JK: You have to keep your eyes on the prize and not get pulled in all directions just because the funder or the state or the head agency wants you to chase another outcome that fits an immediate need. Scale the program you started with. Diversions muddy the mission and your impact gets reduced. Same with the customer–succeed with the customer you can succeed with. You might branch out later but if you have to deal with a serious problem outside your purview, you won’t be as effective.
FHP: So what about the Family Health Project—what are the elements that make it scalable?
JK: The beauty of the Family Health Project is that it’s a very simple idea and as long as we keep it simple, it’s powerful. It’s simple because it’s giving out money and it’s elegant for the same reasons. It’s a snap-it-together program with three elements.
There’s a referral source—federally qualified health centers, which are spread across the country. They are neck deep in the constituency we want to serve. Otherwise, if we went to a hospital or social service agencies, they’d all be a little different–different assumptions, constituencies, etc. We’d spend all our time figuring out how to do that.

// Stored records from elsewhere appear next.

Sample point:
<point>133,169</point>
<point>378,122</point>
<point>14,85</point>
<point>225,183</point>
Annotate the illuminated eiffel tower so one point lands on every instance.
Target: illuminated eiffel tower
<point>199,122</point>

The second piece is the debit card company, which gets the money to the mothers. Transferring money should work the same way every time, whether it’s a debit card, PayPal, or cutting checks. Luckily, we are working with a card company that has done this before. They can do it for $15, $15,000., Or more.
The final piece is a standardized screening tool for the referrals, which generates operational data that we can use. By the way, we collect no data on participants in the program. The group doing the screening is also able to offer other supports to the families as well, a bonus.
FHP: What’s the biggest “yeah but”– what do the skeptics zero in on?
JK: Here are a few, each of which I’ve seen in action….unfortunately:
The first is that they say, but we arescaling: our budget is bigger, we have more people, we’re serving more clients – isn’t that scaling?
The second is that they argue that scaling is less important than responding to the needs of the people they help (whatever that requires), making sure the members of the team are happy and employed, that no one in their mission-driven “family” is ever at risk of getting left behind,
And third, they are obsessed with maintaining absolute “fidelity” to their approach, which is after all “our reason for being”. So they never want to change it
Another one, is “We will scale, just as soon as we have the time and the money.”
FHP: Ironic, right? Thanks Joe.
As you’ve said before, we fully admit that we are amateurs in this antipoverty realm, but at the same time, like in business, we can learn and adjust, test and retest until we get it right.